Investment Research - The Dalbar Study
Very few people, even professionals, have heard of the Dalbar Study that originated in 1995. Its purpose is to determine the profitability of trading for the small investor of mutual funds. Their results are even worse than I thought.
The BuyNHolders will love the results as it "proves" that buying and holding is better than trying to switch to so-called "hot" funds. My readers know I think that mindless buy and hold is a guaranteed loser - and I can prove it.
During the greatest bull market of all time from 1984 to December 2002 the study came up with an annualized return of 2.57% compared to 12.22% for those who bought and held an S&P500 index fund. These dummies did not even keep up with inflation. The reason was they were switching from fund to fund after it had made its major move and they had no exit strategy if it did not make money.
I would guess it that they paid commissions which immediately put them in the hole. My recommendation is never to buy anything except a no-load mutual fund that does not have a redemption fee.
They also did not have a method to buy a fund with an excellent performance, but also had no plan as to when to sell. Every successful professional trader will tell you that you must have an exit plan as soon as any purchase is made. During any bull market there will be rotations among sectors. During periods of time, usually about 6 to 10 months, a particular sector will outperform all the others. For example, Asian funds might do well for 6 months and then fade, internet funds will do well for 10 months and then telecommunications will take the lead, and so forth.

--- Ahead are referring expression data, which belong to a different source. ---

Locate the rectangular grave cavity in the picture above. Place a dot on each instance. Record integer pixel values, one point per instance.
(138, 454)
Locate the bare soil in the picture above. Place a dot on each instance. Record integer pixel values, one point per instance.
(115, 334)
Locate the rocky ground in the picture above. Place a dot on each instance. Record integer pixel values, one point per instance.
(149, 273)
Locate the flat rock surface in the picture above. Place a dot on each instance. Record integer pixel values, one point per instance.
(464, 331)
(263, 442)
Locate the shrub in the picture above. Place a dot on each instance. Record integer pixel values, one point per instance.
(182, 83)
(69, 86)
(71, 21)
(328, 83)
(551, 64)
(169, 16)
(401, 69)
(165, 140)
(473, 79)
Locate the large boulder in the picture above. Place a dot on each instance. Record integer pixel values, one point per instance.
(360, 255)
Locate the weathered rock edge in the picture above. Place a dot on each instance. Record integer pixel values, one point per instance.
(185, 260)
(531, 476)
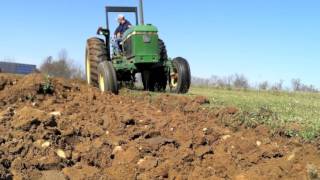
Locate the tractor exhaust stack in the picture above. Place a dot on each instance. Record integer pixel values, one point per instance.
(141, 12)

A sector will do well and as more and more people find out about it the value of the stocks within that sector run to their valuation peak and go no further. That sector runs sideways or starts to fade.
Very few investors realize that mutual funds will only make money during a long term bull market. That bull ended in 2000. Going back in history as far as you want to you will find that every bull market has been followed by a bear market of equal length. During these bear periods there will be short-term opportunities to buy, but they must be held for only brief periods. The key to these is learning to time the market and pick the strongest sector funds. You can learn to do it on your own or subscribe to a proven timing service.
To me the Dalbar Study has proven that you (not your broker or financial planner) must learn market basics if you plan to profit from the stock market.